The research by online lettings agency Upad found that 12 per cent of respondents regretted not taking the time for face-to-face evaluation, while 10 per cent said they failed to appreciate the value of tenant referencing checks.

When asked what one piece of advice they’d give to those starting off in the buy-to-let market, more than a one third of respondents cited meeting tenants as the most essential tip.

Upad founder James Davis said: “I’ve always promoted the value in getting to meet a prospective tenant face-to-face and the fact that almost a quarter of the landlords we questioned regret not investing the time in properly doing so, highlights what an important part of letting a property this is.

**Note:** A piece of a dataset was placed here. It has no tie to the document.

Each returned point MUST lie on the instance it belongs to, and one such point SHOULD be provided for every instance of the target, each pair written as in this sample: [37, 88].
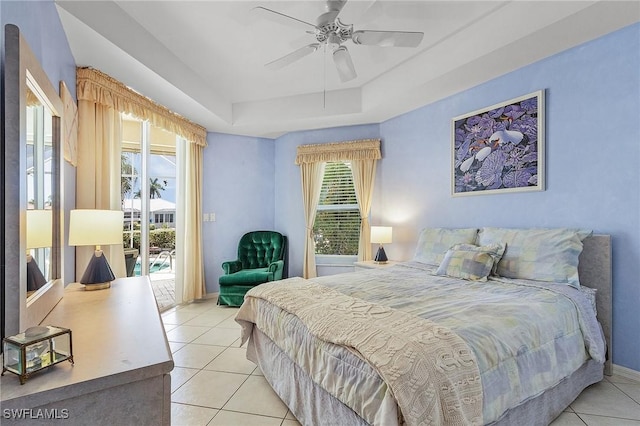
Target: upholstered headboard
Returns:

“There are many aspects of a prospective tenant’s character that can be confirmed via legal and financial checks, but traits such as punctuality, appearance and willingness to be honest and open, can only really be ascertained via a good old-fashioned face-to-face conversation.

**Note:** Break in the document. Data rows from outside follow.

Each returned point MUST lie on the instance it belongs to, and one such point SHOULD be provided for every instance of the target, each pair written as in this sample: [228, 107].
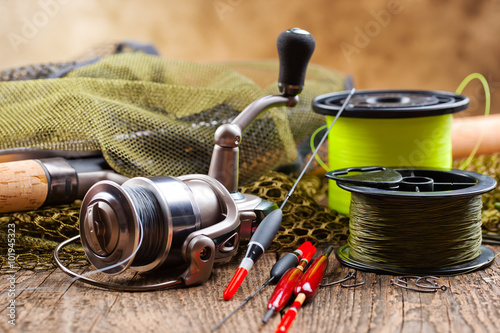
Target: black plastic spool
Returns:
[414, 183]
[391, 103]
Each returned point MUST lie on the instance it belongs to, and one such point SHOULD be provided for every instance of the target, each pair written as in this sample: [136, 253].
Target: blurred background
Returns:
[383, 44]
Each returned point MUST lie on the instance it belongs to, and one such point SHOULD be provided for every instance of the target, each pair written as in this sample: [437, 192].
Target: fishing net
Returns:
[148, 116]
[152, 116]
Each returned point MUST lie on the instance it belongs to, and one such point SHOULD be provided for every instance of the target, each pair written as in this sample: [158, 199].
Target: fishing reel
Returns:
[192, 221]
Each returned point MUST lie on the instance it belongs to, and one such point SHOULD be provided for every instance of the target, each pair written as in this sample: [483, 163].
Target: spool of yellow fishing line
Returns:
[397, 128]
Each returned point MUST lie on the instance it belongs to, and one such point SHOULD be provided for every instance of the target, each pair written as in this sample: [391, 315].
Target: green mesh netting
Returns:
[151, 116]
[148, 116]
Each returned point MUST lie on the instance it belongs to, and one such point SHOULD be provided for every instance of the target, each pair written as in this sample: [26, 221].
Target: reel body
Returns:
[150, 223]
[194, 220]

“Indeed, our own data has previously demonstrated that over 90 per cent of tenants actually like to get to meet their landlord too so it’s a win:win situation which simply requires a small investment of your time.”

Upad’s research also found that 27 per cent of landlords felt that the best piece of advice they could give to a new landlord would be to do their sums and ensure they’re prepared for unforeseen financial circumstances.

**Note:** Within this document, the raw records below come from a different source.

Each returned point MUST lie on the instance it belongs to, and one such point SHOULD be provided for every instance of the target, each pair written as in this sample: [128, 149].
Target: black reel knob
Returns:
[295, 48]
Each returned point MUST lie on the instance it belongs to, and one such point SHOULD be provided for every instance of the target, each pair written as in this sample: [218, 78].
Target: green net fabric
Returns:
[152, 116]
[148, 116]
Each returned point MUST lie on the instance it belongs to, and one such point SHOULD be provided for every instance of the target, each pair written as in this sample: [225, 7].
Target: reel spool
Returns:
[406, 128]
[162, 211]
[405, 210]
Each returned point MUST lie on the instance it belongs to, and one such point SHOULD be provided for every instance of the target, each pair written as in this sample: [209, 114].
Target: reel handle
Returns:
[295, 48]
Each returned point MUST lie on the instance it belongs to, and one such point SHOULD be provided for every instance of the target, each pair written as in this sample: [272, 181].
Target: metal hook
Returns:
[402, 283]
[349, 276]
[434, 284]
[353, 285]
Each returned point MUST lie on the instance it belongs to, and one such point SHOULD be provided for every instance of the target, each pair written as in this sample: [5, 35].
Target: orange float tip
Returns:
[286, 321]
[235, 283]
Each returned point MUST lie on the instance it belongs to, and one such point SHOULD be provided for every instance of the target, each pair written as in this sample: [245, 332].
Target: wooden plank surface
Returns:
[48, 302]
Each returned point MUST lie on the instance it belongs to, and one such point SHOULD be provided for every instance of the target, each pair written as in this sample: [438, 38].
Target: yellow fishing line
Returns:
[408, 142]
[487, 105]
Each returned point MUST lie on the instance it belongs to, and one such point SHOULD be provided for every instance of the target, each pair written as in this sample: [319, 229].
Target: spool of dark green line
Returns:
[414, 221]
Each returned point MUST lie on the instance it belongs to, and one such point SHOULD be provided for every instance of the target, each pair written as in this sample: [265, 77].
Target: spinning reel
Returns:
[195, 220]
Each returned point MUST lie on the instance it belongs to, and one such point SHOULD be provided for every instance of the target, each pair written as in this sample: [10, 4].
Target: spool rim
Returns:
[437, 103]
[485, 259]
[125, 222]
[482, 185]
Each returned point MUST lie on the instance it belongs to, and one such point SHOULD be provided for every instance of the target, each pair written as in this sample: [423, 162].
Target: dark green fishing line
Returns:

Davis continued: “There’s no denying that the days of having enough spare cash to invest in an investment property and then sitting back to watch the rent roll in are, for most landlords at least, well and truly over. Issues relating to taxation, profitability and overall affordability, not to mention planning for unforeseen circumstances, play on all but the most nonchalant landlord’s minds.

“However, the fact that forging a genuine connection with tenants continues to stand above financial concerns for experienced landlords serves to demonstrate the extent to which investment in the buy-to-let market remains a long-term strategy, rather than simply a quick win.”

A recent poll by Simple Landlords Insurance found that nearly half of landlords are planning to keep up and keep in touch with tenants by sending a card or a gift to tenants this Christmas.